像以前的方法一样，我们终于有了2,000个提案。尽管看起来更复杂，但此预测步骤比以前的方法更快，更准确。

The next step is to create a similar model as in Fast R-CNN (i.e. RoI pooling, and a classifier + bbox regressor), using RPN instead of selective search. However, we don’t want to do exactly as before, i.e. take the 2,000 proposals, crop them, and pass them through a pre-trained base network. Instead, reuse the existing convolutional feature map. Indeed, one of the advantages of using an RPN as a proposal generator is to share the weights and CNN between the RPN and the main detector network.

下一步是使用RPN而不是选择性搜索来创建与Fast R-CNN中类似的模型(即RoI池和分类器+ bbox回归器)。但是，我们不想像以前那样做，即拿出2,000个提案，将其裁剪，然后通过预先训练的基础网络传递。相反，请重用现有的卷积特征图 。确实，使用RPN作为提议生成器的优点之一是在RPN和主检测器网络之间共享权重和CNN。

The RPN is trained using a pre-trained network and then fine-tuned.
使用预训练网络对RPN进行训练，然后进行微调。
The detector network is trained using a pre-trained network and then fine-tuned. Proposal regions from the RPN are used.
使用预训练网络对探测器网络进行训练，然后进行微调。使用RPN中的提案区域。
The RPN is initialized using the weights from the second model and then fine-tuned—this is going to be our final RPN model).
RPN使用第二个模型中的权重进行初始化，然后进行微调(这将成为我们最终的RPN模型)。
Finally, the detector network is fine-tuned (RPN weights are fixed). The CNN feature maps are going to be shared amongst the two networks (see next figure).
最后，对探测器网络进行微调(RPN权重是固定的)。 CNN功能图将在两个网络之间共享(请参见下图)。

Region proposal network example — Faster R-CNN network

To sum up, Faster R-CNN is more accurate than the previous methods and is about 10 times faster than Fast-R-CNN, which is a big improvement and a start for real-time scoring.

综上所述，Faster R-CNN比以前的方法更准确，比Fast-R-CNN快10倍，这是一个很大的进步，并且是实时评分的起点。

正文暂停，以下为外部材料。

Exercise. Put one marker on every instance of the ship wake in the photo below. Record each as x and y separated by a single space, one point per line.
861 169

Even still, region proposal detection models won’t be enough for an embedded system since these models are heavy and not fast enough for most real-time scoring cases — the last example is about five images per second.

即便如此，区域提议检测模型对于嵌入式系统还是不够的，因为这些模型很笨重，并且对于大多数实时评分情况而言不够快-最后一个例子是每秒约五张图像。

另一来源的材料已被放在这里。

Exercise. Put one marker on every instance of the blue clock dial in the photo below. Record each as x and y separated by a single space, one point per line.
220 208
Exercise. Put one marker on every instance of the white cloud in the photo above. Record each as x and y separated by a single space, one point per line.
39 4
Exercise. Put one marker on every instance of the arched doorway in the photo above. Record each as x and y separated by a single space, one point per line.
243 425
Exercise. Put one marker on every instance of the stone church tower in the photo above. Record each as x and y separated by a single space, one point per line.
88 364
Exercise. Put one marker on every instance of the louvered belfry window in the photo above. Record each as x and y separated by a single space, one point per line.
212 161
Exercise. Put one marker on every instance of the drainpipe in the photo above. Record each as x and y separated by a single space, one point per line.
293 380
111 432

In our next post, we will discuss faster methods like SSD and real use cases with image detection from drones.

在我们的下一篇文章中，我们将讨论更快的方法，例如SSD和从无人机进行图像检测的实际用例。

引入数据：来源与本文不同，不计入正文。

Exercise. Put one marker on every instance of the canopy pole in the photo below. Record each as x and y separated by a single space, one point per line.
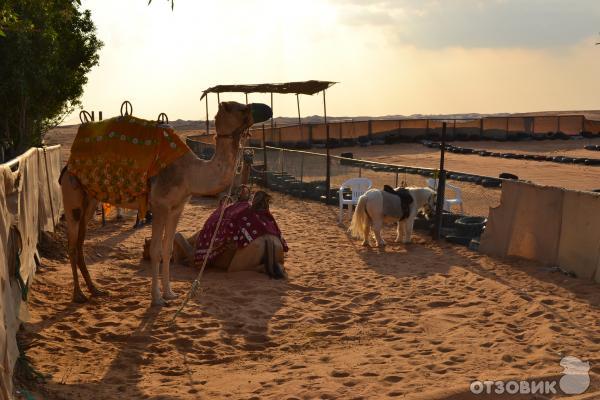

We’re excited to be working on this topic for Dataiku DSS — check out the additional resources below to learn more:

我们很高兴能为Dataiku DSS致力于这个主题-请查看以下其他资源以了解更多信息：

Object Detection plugin for Dataiku DSS projects,
Dataiku DSS项目的对象检测插件，
a NATO challenge we won at Dataiku using Object Detection algorithm.
我们使用对象检测算法在Dataiku赢得了北约挑战。